Peter Hansen peter at engcorp.com
Sun Mar 10 01:44:50 EST 2002


Grant Edwards wrote:
> 
> Hmm, I don't really see the difference in practice between
> statically linking and installing a bunch of "private" DLLs
> that are only used by my app.  

Upgrades?  If you don't plan to distribute any new versions
of your program, or you don't mind redistributing multi-megabyte
packages just to fix a small bug, no problem.  I couldn't
probably think of other reasons (or maybe not).  Modularity
is generally good.  Less good for simple utilities.

> >> I don't know diddly about DLLs, so pardon the ignorant
> >> question: Can my DLLs be put in a private directory where my
> >> EXE can find them?  I'd rather not put anything in any public
> >> system directories.
> >
> > Yes, definitely.  Not entirely advisable if you're delivering
> > more than one program in the same manner,
> 
> Right now I don't exect to.  If I did, couldn't I make all of
> "my" apps look in the same place for "my" DLLs? I really hate
> the idea of my app putting things in "system" directories.

Not sure how you would make your app look elsewhere than in
the executable's directory for DLLs, if you need to avoid the
system directories.  Might be possible.  Anyone?

> AFAICT, there doesn't appear to be a practical way to have
> multiple versions of DLLs installed, so if you've got two apps
> that require different versions of DLLs, then one of the apps
> is screwed.

A good reason to use the everything-in-one-folder method and
not worry about it.

> > And I suppose there's the fact you'd be avoiding much of the
> > grief caused by dynamically linked apps and "DLL version hell"
> > by doing that, if you can spare the hard drive space (and most
> > users probably can these days).
> 
> Windows users... worried about drive space... ROTFL!

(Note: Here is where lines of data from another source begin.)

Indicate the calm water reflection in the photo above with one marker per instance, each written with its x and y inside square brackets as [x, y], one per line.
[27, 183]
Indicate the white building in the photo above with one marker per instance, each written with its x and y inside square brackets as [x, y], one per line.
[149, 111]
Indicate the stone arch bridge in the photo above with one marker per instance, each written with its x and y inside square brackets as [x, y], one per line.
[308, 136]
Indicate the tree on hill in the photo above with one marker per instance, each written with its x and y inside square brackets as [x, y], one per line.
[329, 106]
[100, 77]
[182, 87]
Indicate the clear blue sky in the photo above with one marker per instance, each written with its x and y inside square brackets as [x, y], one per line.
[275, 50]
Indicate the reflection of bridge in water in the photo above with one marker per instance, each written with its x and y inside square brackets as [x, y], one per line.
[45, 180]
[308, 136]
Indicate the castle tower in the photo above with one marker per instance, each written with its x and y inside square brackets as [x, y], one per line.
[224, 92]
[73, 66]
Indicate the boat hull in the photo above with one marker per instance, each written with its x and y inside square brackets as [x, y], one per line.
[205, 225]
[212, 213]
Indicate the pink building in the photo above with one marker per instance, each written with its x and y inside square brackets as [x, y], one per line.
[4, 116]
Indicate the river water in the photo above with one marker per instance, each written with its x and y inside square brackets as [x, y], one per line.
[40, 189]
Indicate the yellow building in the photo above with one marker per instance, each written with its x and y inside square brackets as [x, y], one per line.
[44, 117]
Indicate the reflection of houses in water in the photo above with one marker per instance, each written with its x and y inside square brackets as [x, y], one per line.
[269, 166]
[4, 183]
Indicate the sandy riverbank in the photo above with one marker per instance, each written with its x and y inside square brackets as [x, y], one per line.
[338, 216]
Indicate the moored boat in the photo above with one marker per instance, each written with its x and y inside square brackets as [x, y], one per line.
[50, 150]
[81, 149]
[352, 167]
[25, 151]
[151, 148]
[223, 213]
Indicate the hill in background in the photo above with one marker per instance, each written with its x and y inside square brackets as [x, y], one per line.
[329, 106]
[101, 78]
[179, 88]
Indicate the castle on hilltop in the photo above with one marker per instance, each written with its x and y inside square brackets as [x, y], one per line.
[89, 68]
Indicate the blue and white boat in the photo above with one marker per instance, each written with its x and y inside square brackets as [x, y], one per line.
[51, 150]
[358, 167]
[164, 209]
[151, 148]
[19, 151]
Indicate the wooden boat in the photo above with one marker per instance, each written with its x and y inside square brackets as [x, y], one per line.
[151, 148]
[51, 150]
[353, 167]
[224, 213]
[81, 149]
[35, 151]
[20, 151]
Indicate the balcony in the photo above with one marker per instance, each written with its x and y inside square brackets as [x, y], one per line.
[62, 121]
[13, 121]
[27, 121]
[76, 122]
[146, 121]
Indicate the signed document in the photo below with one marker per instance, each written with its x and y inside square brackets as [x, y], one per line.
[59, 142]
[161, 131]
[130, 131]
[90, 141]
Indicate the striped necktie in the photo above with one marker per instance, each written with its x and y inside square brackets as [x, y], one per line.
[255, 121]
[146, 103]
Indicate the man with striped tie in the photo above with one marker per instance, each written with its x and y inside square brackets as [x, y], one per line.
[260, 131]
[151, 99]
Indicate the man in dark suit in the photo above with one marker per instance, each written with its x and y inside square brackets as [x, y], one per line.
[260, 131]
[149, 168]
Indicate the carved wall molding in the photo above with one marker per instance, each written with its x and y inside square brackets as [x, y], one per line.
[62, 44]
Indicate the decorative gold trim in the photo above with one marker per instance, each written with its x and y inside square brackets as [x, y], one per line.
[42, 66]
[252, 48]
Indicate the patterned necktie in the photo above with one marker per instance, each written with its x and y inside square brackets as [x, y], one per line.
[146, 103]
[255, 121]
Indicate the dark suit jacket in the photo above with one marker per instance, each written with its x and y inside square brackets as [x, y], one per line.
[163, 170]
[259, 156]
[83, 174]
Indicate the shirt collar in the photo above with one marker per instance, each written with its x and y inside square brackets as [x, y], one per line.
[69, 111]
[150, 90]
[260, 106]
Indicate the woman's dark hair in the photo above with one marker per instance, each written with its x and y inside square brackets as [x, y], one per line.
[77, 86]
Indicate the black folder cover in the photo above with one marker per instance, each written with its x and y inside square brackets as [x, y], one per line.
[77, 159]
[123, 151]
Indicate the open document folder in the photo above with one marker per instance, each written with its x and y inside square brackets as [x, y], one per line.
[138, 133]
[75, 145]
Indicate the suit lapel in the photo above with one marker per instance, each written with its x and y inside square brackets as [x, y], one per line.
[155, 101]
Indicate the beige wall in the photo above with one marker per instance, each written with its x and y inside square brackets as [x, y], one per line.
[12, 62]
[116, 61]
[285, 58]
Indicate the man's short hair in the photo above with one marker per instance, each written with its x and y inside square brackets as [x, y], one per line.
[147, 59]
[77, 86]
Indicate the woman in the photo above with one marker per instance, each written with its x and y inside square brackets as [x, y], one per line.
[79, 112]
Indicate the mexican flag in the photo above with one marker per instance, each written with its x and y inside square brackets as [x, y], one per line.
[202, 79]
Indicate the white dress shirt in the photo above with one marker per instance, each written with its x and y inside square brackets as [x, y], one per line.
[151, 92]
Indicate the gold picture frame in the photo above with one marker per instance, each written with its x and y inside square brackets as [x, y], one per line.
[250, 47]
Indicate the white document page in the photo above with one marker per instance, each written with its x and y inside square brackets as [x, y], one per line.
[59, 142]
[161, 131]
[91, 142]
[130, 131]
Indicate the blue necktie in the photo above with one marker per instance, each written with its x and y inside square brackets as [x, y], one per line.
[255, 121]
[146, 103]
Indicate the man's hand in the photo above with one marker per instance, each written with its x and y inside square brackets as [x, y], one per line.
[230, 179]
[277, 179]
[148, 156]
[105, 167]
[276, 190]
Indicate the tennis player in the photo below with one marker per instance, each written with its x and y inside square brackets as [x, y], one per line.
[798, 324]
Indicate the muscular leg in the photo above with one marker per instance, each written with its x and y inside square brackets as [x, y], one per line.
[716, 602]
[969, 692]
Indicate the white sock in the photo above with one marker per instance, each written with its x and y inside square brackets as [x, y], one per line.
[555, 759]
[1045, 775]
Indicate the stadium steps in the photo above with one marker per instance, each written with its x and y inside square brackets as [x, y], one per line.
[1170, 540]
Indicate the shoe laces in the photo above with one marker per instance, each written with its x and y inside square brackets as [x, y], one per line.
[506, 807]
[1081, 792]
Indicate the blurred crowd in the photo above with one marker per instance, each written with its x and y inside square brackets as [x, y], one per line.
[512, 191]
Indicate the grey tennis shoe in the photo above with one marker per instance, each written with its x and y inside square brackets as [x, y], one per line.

Who's worried?  Not me.  I thought you might be, and I didn't
want to insult you by saying I thought that would be silly.
If you don't care, then you have little reason not to go with
the options suggested.  Distributing to Windows users via
a single executable is actually worse than via an installer
(which would hide the multiple files if it's not statically
linked) since (a) they get cute icons in the Start menu, 
(b) they can uninstall without having to run Explorer and 
manually delete files, (c) you can split out parts that
should be modular (resources such as help files, etc.), and
(d) they're used to it and don't know what to do with an
executable (depending on the ignorance level of the user).